The 48-hour Assam bandh called by the All Moran Students' Union (AMSU) to protest against the Citizenship (Amendment) Bill and seek Scheduled Tribe status for six communities affected life in several parts of the state on Monday.
Hundreds of men, women and children poured into streets of Lakhimpur, Dhemaji, Tinsukia, Dibrugarh, Sivasagar, Jorhat, Majuli, Morigaon, Bongaigaon, Udalguri, Kokrajhar and Baksa districts soon after the bandh began at 5 am, burning discarded tyres and blocking highways.
Police wielded batons in Dibrugarh and Guwahati to break up protests and some state-run long-distance buses plied under police protection.
Foreign and domestic tourists in Kaziranga National Park were stranded due to the bandh. There was no public transport available to take them to Guwahati where they could board flights and trains to home.
Most markets and financial institutions in these places were closed, but Assam appeared cleaved over ethnic and linguistic identities, with people in Bengali dominated Barak valley districts of Cachar, Karimganj and Hailakandi as also the hill districts of Karbi Anglong and Dima Hasao going about their lives normally.
Protesters took out 'funeral processions' of Assam
Chief Minister Sarbananda Sonowal for his alleged failure to oppose the CAB, which people in northeastern states apprehend will take away their distinct identity, culture, and change the region's demography.
Protests against CAB were also held in Tripura capital Agartala and parts of West Bengal.
In Assam, deeply divided over National Register of Citizens (NRC) exercise that seeks to weed out illegal immigrants, the CAB is facing stiff resistance as people feel it will nullify the provisions of the Assam accord of 1985, which fixed March 24, 1971, as the cut-off date for deportation of illegal immigrants irrespective of religion.
The cut-off date for citizenship under CAB is December 31, 2014.
Those in the vanguard of these protests in Assam have been insisting that the state was already encumbered with the burden of lakhs of people who entered India, particularly from Bangladesh, during and after the 1971 Indo-Pakistan war.
The North East Students Organisation (NESO), the apex organisation of student bodies of the region, has called an 11-hour northeast bandh from 5 am on Tuesday.

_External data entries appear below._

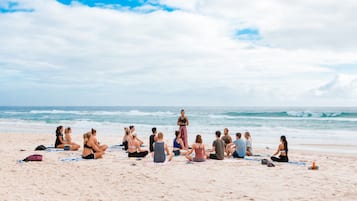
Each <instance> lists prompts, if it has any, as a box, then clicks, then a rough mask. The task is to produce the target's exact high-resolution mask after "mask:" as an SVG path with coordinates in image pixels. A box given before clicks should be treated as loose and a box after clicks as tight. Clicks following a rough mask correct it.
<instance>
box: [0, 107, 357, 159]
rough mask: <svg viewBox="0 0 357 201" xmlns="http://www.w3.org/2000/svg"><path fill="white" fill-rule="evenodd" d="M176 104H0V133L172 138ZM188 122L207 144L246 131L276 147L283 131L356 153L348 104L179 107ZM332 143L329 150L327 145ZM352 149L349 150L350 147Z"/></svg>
mask: <svg viewBox="0 0 357 201" xmlns="http://www.w3.org/2000/svg"><path fill="white" fill-rule="evenodd" d="M181 109H182V108H181V107H156V106H155V107H149V106H146V107H127V106H118V107H0V133H16V134H26V133H38V134H49V135H52V134H53V135H54V132H55V128H56V127H57V126H58V125H63V126H66V127H67V126H70V127H72V128H73V134H74V135H81V134H82V133H84V132H86V131H89V130H90V129H91V128H95V129H97V132H98V134H99V135H118V142H116V144H119V143H120V139H121V136H122V135H123V127H128V126H129V125H135V127H136V128H137V131H138V135H139V136H142V137H144V136H149V135H150V132H151V128H152V127H157V129H158V130H159V131H162V132H163V133H164V134H165V137H166V138H167V139H173V137H174V131H175V130H176V129H177V128H178V127H177V126H176V122H177V118H178V117H179V115H180V110H181ZM184 109H185V111H186V115H187V117H188V119H189V121H190V125H189V127H188V133H189V141H190V142H193V141H194V139H195V135H196V134H202V136H203V139H204V142H205V144H208V145H211V143H212V141H213V140H214V133H215V131H216V130H220V131H222V132H223V129H224V128H229V130H230V134H231V135H232V136H234V134H235V133H236V132H241V133H244V132H245V131H249V132H250V133H251V135H252V139H253V144H254V145H253V146H256V147H260V148H268V147H269V148H272V149H274V150H275V149H276V147H277V146H278V144H279V137H280V136H281V135H285V136H286V137H287V139H288V141H289V147H290V149H294V148H299V149H306V150H309V149H314V150H320V149H321V150H323V151H331V152H335V151H337V152H344V153H357V150H356V147H357V108H351V107H315V108H302V107H184ZM329 145H333V146H332V147H333V148H331V146H329ZM351 147H352V148H351Z"/></svg>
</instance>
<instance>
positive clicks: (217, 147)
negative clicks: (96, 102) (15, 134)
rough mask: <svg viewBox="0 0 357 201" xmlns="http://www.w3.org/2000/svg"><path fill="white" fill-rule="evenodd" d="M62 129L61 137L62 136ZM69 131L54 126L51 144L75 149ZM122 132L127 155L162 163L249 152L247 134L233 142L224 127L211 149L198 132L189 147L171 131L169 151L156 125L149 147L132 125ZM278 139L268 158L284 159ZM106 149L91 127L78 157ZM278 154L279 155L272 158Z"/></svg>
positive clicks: (160, 132)
mask: <svg viewBox="0 0 357 201" xmlns="http://www.w3.org/2000/svg"><path fill="white" fill-rule="evenodd" d="M63 132H64V134H65V136H63ZM71 132H72V131H71V128H70V127H68V128H66V129H64V128H63V126H59V127H57V130H56V142H55V147H56V148H64V147H66V146H69V150H73V151H76V150H78V149H79V148H80V146H79V145H78V144H76V143H74V142H72V138H71ZM124 132H125V134H124V136H123V142H122V146H123V147H124V148H123V149H124V150H126V151H127V153H128V157H136V158H142V157H146V156H147V155H148V154H149V153H150V154H151V155H152V157H153V161H154V162H156V163H162V162H165V161H166V160H168V161H171V160H172V158H173V156H174V155H175V156H178V155H184V156H185V157H186V158H187V159H188V160H189V161H194V162H203V161H206V160H207V159H215V160H223V159H224V158H225V157H231V156H232V157H233V158H244V157H245V156H252V155H253V148H252V139H251V136H250V133H249V132H245V133H244V138H245V140H243V139H242V137H243V136H242V134H241V133H236V134H235V136H236V140H234V141H233V139H232V137H231V136H230V134H229V130H228V128H225V129H224V135H223V136H221V132H220V131H216V132H215V136H216V139H215V140H214V141H213V143H212V148H211V149H206V147H205V145H204V144H203V140H202V136H201V135H199V134H198V135H196V139H195V143H194V144H192V146H191V147H187V146H186V147H185V146H184V142H183V139H182V138H181V133H180V131H175V138H174V140H173V150H172V151H170V148H169V146H168V145H167V143H165V140H164V134H163V133H162V132H157V129H156V128H152V134H151V135H150V137H149V150H144V149H142V146H143V144H144V142H143V141H142V140H140V139H139V138H138V136H137V132H136V130H135V127H134V126H129V128H124ZM280 141H281V144H280V145H279V147H278V150H277V152H276V153H275V154H273V156H272V157H271V160H273V161H277V162H288V161H289V159H288V155H287V154H288V143H287V141H286V137H285V136H281V138H280ZM107 148H108V146H107V145H100V143H99V142H98V140H97V138H96V130H95V129H92V130H91V131H89V132H87V133H85V134H83V153H82V157H83V158H84V159H97V158H102V157H103V154H104V153H105V151H106V150H107ZM193 153H194V155H193ZM279 153H280V155H279V157H275V156H276V155H278V154H279Z"/></svg>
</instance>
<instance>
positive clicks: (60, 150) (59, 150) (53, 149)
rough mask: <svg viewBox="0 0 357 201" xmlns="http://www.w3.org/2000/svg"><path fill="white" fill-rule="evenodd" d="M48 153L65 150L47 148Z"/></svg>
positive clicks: (51, 148)
mask: <svg viewBox="0 0 357 201" xmlns="http://www.w3.org/2000/svg"><path fill="white" fill-rule="evenodd" d="M46 151H47V152H64V149H57V148H47V149H46Z"/></svg>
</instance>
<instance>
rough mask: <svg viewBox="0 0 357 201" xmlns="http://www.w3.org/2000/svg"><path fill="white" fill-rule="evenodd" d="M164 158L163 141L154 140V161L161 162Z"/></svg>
mask: <svg viewBox="0 0 357 201" xmlns="http://www.w3.org/2000/svg"><path fill="white" fill-rule="evenodd" d="M165 160H166V154H165V143H164V142H155V146H154V163H163V162H165Z"/></svg>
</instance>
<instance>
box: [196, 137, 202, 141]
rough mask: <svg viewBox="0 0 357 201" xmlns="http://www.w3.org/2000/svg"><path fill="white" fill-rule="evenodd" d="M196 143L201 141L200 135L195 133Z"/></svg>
mask: <svg viewBox="0 0 357 201" xmlns="http://www.w3.org/2000/svg"><path fill="white" fill-rule="evenodd" d="M196 143H202V136H201V135H196Z"/></svg>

Nagaland, where the Hornbill Festival is on, has been exempted.
The NESO-backed shutdown has elicited support from the opposition Congress, the Left and AIDUF. Several Left-democratic organisations have also separately called a 12-hour Assam bandh on Tuesday.
According to the new Citizenship (Amendment) Bill, 2019, non-Muslim minorities--Hindus, Buddhists, Jains, Parsis, Christians and Sikhs--who fled religious persecution in Pakistan, Bangladesh and Afghanistan will be accorded Indian citizenship.
"Citizenship amendment bill has the endorsement of 130 crore citizens of the country as it was the part of the BJP manifesto in 2014 as well as 2019 Lok Sabha elections," Shah said, initiating the debate on the contentious bill, which was tabled in the Lok Sabha.
"We will have to differentiate between intruders and refugees. Citizenship (amendment) Bill does not discriminate against anyone and does not snatch anyone's rights," he said, rejecting opposition's contention that the measure was anti-Muslim and insisting "this bill is not even .001 per cent against Muslims".
In West Bengal, Chief Minister Mamata Banerjee asserted she will oppose the "divisive" bill "at any cost" and that not a single citizen of the country will be allowed to be reduced to refugee status.
"There is no need to worry about NRC and CAB. We will never ever allow it in Bengal. They can't just throw out a legal citizen of this country or turn him or her a refugee," the TMC supremo said while addressing a rally at Kharagpur.
"Not a single citizen of this country will turn a refugee. Some people are trying to create panic with their political rhetoric, but let me make one thing very clear... there will no NRC and CAB. You cannot implement NRC or CAB on the basis of caste and religion", she declared.